Она вошла в его жизнь без стука, как входишь в чужую комнату из-за ее неуловимого сходства с твоей. Она осталась в ней, запамятовав дорогу назад и понемногу привыкнув к странным созданиям, которых она там обнаружила и приласкала, несмотря на их удивительные обличья. Особенных упований на счастье или стремления составить счастье Себастьяна у ней не было, как не было и малейшего опасения касательно того, что может статься потом; а было просто естественное приятие жизни с Себастьяном, потому что жизнь без него представить было труднее, чем земную палатку в лунных горах. Если бы она родила ему ребенка, они, весьма вероятно, незаметно пришли бы к браку, потому что для всех троих он стал бы простейшим выходом; но, поскольку этого не случилось, им и не пришло в голову подвергнуться чистому и благодетельному обряду, который, очень возможно, пришелся бы по душе обоим, когда бы они его толком обдумали. В Себастьяне вовсе не было прогрессивного сора, этого “к-чертям-предрассудки”. Он знал отлично, что показное презрение к установлениям морали есть все та же чопорность с черного хода, перелицованный предрассудок. Обычно он выбирал самый легкий этический путь (точно так же, как выбирал самый трудный – эстетический) просто потому, что так было ближе до выбранной цели; и он был слишком ленив в обыденной жизни (точно так же, как слишком тяжко трудился в артистической), чтобы возиться с вопросами, которые ставили и решали другие.

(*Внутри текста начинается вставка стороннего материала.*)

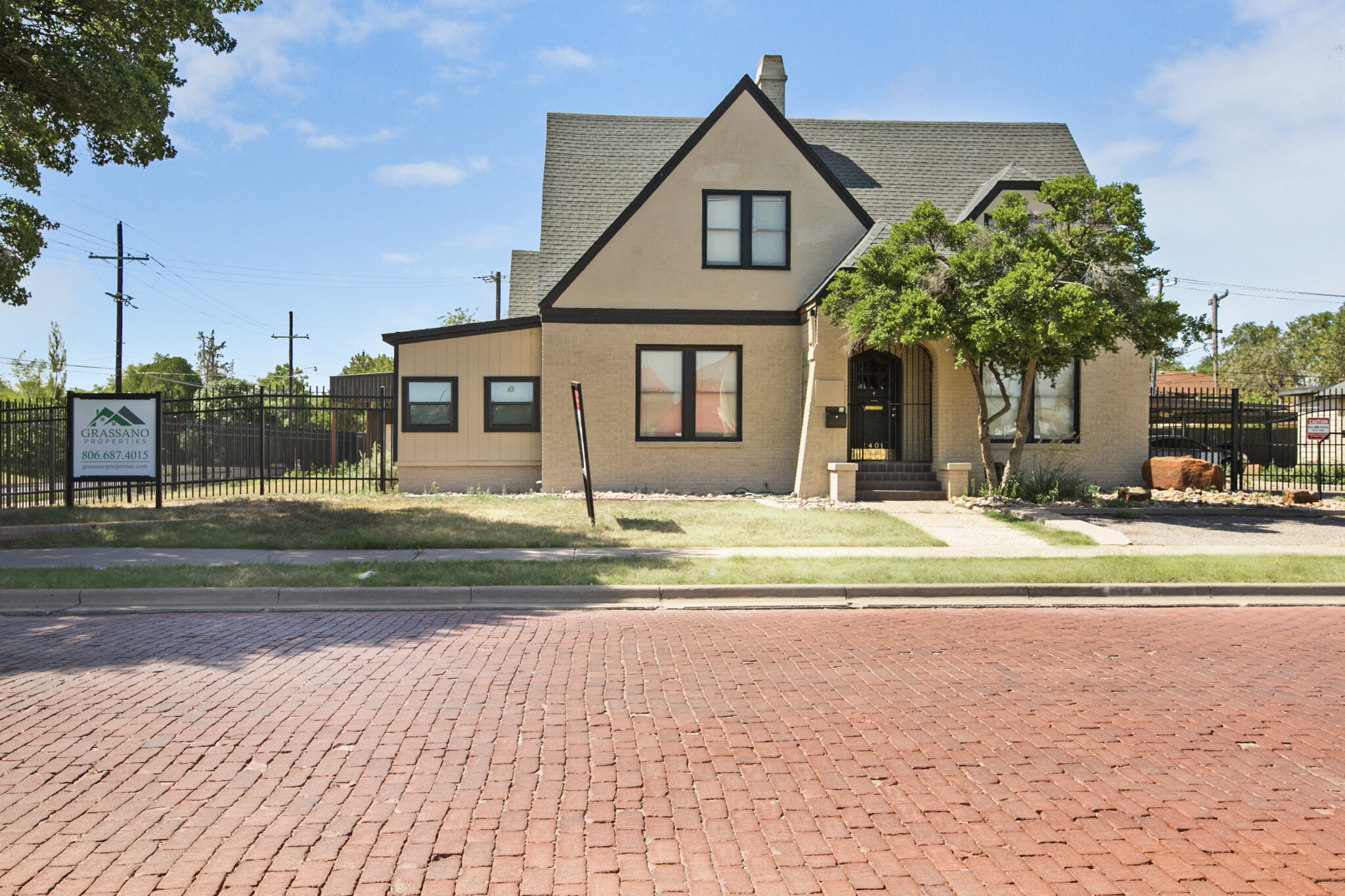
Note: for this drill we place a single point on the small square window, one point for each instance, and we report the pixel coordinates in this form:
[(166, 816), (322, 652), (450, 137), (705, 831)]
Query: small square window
[(430, 403), (745, 228), (512, 405)]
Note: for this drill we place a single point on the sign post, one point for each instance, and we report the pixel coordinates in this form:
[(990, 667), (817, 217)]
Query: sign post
[(577, 393), (114, 438), (1317, 430)]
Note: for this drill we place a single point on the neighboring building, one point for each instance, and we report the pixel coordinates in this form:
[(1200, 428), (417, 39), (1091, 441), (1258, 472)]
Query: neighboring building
[(1184, 382), (681, 268)]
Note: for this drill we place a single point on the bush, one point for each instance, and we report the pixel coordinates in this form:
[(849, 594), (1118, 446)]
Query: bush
[(1048, 476)]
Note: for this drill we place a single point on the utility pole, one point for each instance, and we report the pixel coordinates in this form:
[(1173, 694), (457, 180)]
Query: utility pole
[(496, 280), (1153, 371), (1214, 303), (120, 297), (291, 337)]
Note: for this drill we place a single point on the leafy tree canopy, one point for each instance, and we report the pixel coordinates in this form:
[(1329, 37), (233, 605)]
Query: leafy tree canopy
[(1016, 300), (278, 381), (365, 363), (167, 373), (456, 316), (87, 72)]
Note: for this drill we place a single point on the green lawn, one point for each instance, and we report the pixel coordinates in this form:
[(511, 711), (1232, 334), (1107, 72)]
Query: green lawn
[(366, 522), (1044, 532), (730, 571)]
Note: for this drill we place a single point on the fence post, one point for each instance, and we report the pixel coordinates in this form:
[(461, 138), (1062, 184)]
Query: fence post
[(382, 449), (70, 454), (261, 435), (1237, 444)]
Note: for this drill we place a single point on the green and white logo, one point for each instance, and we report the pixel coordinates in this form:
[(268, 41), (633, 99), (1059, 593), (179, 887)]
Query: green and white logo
[(106, 417)]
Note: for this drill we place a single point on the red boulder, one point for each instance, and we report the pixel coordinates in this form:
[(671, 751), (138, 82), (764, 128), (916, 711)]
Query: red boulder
[(1183, 473)]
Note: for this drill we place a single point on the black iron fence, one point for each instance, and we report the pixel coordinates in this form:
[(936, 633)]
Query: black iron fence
[(248, 444), (1264, 446)]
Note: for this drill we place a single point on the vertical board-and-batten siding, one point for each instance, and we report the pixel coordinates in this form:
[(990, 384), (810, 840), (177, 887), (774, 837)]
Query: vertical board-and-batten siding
[(471, 359)]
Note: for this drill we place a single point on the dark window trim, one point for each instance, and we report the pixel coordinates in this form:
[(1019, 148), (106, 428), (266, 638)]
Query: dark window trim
[(1032, 417), (745, 227), (536, 426), (430, 427), (688, 390)]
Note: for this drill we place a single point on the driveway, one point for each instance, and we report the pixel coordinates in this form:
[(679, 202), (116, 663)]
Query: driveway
[(1013, 752), (1225, 531)]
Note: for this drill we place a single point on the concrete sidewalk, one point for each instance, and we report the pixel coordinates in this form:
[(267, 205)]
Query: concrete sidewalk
[(663, 597), (57, 558)]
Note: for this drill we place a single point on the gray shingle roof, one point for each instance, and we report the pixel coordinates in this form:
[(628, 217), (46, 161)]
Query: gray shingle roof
[(598, 164)]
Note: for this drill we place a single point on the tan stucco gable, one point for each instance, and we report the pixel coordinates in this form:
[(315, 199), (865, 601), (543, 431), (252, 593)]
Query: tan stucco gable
[(654, 257)]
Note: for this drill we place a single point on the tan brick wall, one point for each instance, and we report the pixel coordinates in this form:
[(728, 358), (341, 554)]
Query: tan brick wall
[(418, 480), (602, 356), (1113, 419), (818, 445)]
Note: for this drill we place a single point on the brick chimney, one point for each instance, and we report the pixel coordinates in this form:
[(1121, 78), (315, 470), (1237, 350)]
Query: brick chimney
[(771, 79)]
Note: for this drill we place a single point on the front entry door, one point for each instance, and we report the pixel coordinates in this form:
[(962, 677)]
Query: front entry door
[(875, 406)]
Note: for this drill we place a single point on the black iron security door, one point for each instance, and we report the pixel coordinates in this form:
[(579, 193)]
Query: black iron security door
[(875, 406)]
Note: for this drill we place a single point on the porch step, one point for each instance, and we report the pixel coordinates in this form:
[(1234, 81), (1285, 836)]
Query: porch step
[(894, 495), (893, 481)]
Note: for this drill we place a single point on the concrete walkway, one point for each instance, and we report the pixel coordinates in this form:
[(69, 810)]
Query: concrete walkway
[(55, 558), (959, 527)]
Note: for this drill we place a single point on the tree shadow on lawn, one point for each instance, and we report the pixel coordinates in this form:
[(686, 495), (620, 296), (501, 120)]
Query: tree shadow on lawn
[(299, 524)]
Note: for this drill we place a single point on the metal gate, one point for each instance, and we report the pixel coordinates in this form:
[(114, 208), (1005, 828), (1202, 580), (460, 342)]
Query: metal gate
[(252, 442)]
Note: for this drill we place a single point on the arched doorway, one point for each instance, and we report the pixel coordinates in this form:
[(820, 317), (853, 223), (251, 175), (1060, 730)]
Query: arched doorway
[(891, 408)]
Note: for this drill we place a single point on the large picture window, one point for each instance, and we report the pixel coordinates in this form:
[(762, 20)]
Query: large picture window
[(430, 403), (512, 405), (689, 393), (747, 230), (1055, 406)]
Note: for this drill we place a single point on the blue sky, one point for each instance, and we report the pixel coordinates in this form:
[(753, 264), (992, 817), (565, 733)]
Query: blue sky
[(361, 163)]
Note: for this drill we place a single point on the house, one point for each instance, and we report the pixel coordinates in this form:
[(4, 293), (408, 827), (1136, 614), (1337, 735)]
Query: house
[(1184, 382), (678, 278)]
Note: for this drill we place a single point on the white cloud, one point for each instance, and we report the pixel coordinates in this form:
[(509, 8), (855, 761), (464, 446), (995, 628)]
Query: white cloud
[(430, 174), (1111, 160), (1252, 191), (315, 139), (567, 58)]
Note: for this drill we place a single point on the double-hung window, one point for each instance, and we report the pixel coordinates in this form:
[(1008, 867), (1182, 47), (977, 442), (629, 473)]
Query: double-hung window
[(512, 405), (745, 228), (430, 403), (1055, 406), (689, 393)]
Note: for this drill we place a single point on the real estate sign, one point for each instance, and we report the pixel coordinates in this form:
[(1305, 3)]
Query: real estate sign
[(114, 437)]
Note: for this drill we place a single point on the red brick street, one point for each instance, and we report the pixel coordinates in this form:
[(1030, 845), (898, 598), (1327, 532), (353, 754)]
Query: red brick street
[(927, 752)]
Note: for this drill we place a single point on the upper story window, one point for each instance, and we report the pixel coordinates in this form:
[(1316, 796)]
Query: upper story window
[(747, 228), (430, 405)]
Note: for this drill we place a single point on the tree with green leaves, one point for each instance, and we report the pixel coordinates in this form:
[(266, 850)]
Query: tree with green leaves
[(365, 363), (92, 73), (456, 317), (1019, 300), (167, 373)]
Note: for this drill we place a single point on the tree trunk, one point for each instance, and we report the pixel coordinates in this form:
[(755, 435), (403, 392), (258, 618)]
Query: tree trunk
[(985, 419), (1023, 422)]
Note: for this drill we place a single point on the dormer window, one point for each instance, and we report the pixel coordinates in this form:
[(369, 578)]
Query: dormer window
[(747, 228)]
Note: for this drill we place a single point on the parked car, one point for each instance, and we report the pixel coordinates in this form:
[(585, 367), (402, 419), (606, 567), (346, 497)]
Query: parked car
[(1183, 446)]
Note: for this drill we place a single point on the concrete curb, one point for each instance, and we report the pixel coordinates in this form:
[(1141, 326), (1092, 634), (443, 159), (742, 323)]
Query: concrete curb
[(667, 597), (1099, 534)]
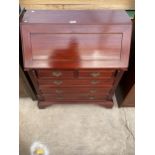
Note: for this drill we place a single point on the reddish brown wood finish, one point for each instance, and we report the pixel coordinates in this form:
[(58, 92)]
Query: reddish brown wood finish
[(71, 53)]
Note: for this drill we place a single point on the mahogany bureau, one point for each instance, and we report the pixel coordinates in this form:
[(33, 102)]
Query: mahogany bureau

Клэр, когда она встретила Себастьяна, исполнилось двадцать два года. Отца она не помнила, мать умерла тоже, а отчим женился опять, и смутное представление о семье, которое давала ей эта чета, смахивало на старый софизм о замене сначала рукоятки, а после клинка, хотя, конечно, вряд ли могла она надеяться отыскать и соединить изначальные части – во всяком случае, по эту сторону Вечности. Она одиноко жила в Лондоне, без усердия посещала художественную школу и курсы восточных языков – ни больше ни меньше. Людям она нравилась, в ней была спокойная приятность – очаровательное неяркое лицо и мягкий, хрипловатый голос, отчего-то западающий в память, как если б она наделена была таинственным даром запоминаться: она хорошо выходила в памяти, была мнемогенична. Даже в ее довольно больших, с крупными костяшками, руках таилось редкое очарование, и еще она хорошо танцевала – легко и безмолвно. Но самое главное, она принадлежала к тем редким, исключительно редким женщинам, что не принимают мир как данность и видят в повседневных вещах не просто знакомые зеркала собственной женственности. Она обладала воображением – этой мышцей души, и воображением особенно сильным, почти мужского достоинства. Ей было свойственно также то истинное чувство прекрасного, которое состоит в куда меньшей связи с искусством, чем с всегдашней готовностью различить ореол вокруг сковородки или сходство плакучей ивы со скайтерьером. И наконец, ей выпало на удачу острое чувство юмора. Не удивительно, что она так впору пришлась его жизни.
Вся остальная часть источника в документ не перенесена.